Fed. R. Civ. P. 15(c) provides in part that whenever a claim or defense asserted in an amended pleading arose out of the conduct, transaction, or occurrence set forth or attempted to be set forth in the original pleading, the amendment relates back to the date of the original pleading. Rule 15(c) is built upon the premise that once notified of pending litigation over particular conduct or a certain transaction or occurrence, the defendant has been given all the notice required for purposes of the statute of limitations. The linchpin to Rule 15(c) is notice before the limitations period expires. Relation back does not offend the notice policies underlying a statute of limitations if the original complaint fairly discloses the general fact situation out of which the new claims arise. Amendments will relate back if they only flesh out the factual details, change the legal theory, or add another claim arising out of the same transaction, occurrence, or conduct. Relation back is denied those amendments that are based on entirely different facts, transactions, and occurrences.
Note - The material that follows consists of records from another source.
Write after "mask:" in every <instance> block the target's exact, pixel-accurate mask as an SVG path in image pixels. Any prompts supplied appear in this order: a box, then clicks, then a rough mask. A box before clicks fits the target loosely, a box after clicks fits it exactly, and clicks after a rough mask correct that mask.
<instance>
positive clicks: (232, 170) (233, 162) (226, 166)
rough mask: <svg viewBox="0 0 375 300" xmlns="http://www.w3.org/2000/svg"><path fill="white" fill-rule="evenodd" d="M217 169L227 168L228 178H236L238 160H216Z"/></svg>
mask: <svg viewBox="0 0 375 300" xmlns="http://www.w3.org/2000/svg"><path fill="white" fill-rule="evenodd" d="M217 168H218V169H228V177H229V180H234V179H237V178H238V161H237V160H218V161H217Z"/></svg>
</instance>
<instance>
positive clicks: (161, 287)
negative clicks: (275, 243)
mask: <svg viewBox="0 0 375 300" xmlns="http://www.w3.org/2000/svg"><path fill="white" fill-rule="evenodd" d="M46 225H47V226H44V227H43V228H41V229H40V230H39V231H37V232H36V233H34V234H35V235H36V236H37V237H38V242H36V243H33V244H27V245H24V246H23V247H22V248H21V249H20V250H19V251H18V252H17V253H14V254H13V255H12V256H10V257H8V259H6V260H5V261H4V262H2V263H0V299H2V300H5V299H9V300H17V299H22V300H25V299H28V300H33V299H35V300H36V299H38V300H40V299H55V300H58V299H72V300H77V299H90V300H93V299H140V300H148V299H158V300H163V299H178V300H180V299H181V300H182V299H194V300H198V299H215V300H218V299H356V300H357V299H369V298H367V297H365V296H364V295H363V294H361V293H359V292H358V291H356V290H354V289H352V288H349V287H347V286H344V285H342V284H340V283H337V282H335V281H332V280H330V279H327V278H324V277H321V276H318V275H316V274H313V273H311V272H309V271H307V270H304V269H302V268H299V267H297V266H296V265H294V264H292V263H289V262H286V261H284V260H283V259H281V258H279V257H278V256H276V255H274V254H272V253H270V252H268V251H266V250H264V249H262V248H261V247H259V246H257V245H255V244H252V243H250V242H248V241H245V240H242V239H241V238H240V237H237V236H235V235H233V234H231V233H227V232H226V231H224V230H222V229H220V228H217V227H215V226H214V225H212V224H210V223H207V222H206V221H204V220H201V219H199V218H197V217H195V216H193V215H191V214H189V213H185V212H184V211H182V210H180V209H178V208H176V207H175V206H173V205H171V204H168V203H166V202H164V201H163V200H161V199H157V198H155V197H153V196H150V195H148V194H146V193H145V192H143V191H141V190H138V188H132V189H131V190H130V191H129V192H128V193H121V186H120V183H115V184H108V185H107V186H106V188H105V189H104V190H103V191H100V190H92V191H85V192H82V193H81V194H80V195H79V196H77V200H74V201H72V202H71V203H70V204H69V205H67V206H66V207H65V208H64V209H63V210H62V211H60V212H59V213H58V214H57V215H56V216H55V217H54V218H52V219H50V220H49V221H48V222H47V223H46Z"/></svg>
The employee filed an action against the employer, alleging that his termination was taken in connection with certain fraudulent misrepresentations, was in breach of an implied contract of employment, and was in violation of the Age Discrimination in Employment Act (ADEA), 29 U.S.C.S. § 621 et seq. The employer moved for summary judgment on the employee's claims for breach of an implied contract and fraud, however, this was denied on the breach of an implied contract claim on the theory that the written employment agreement between the parties was modified by implication.
Is the doctrine of Relation Back covered under a new cause of action that is substantially different?
Looking back at the plaintiff's original complaint, he limited his factual allegations to his termination on January 20, 1988, to the reasons given for his termination, to his replacement being younger, and to the defendant's actions being in breach of his employment contract. All alleged events occurred on January 20, 1988, or after. The complaint made no reference to any transactions or events occurring in 1984 or 1985. None of the claims were based on promises by defendant that plaintiff would always have employment with it. Not until his amended complaint, did plaintiff ever allege that defendant's agents made fraudulent statements to him prior to his discharge. For that matter, plaintiff never sought damages for lost employment opportunities until he added his new claim for fraud. The above conclusion is consistent with how other courts have applied Rule 15(c) in employment discharge or discrimination cases. Relation back is permitted when the amendments simply allege another unlawful motive for the same adverse employment action. Courts have denied relation back when the amended claims are based on actions of the employer that are substantially different in kind or time.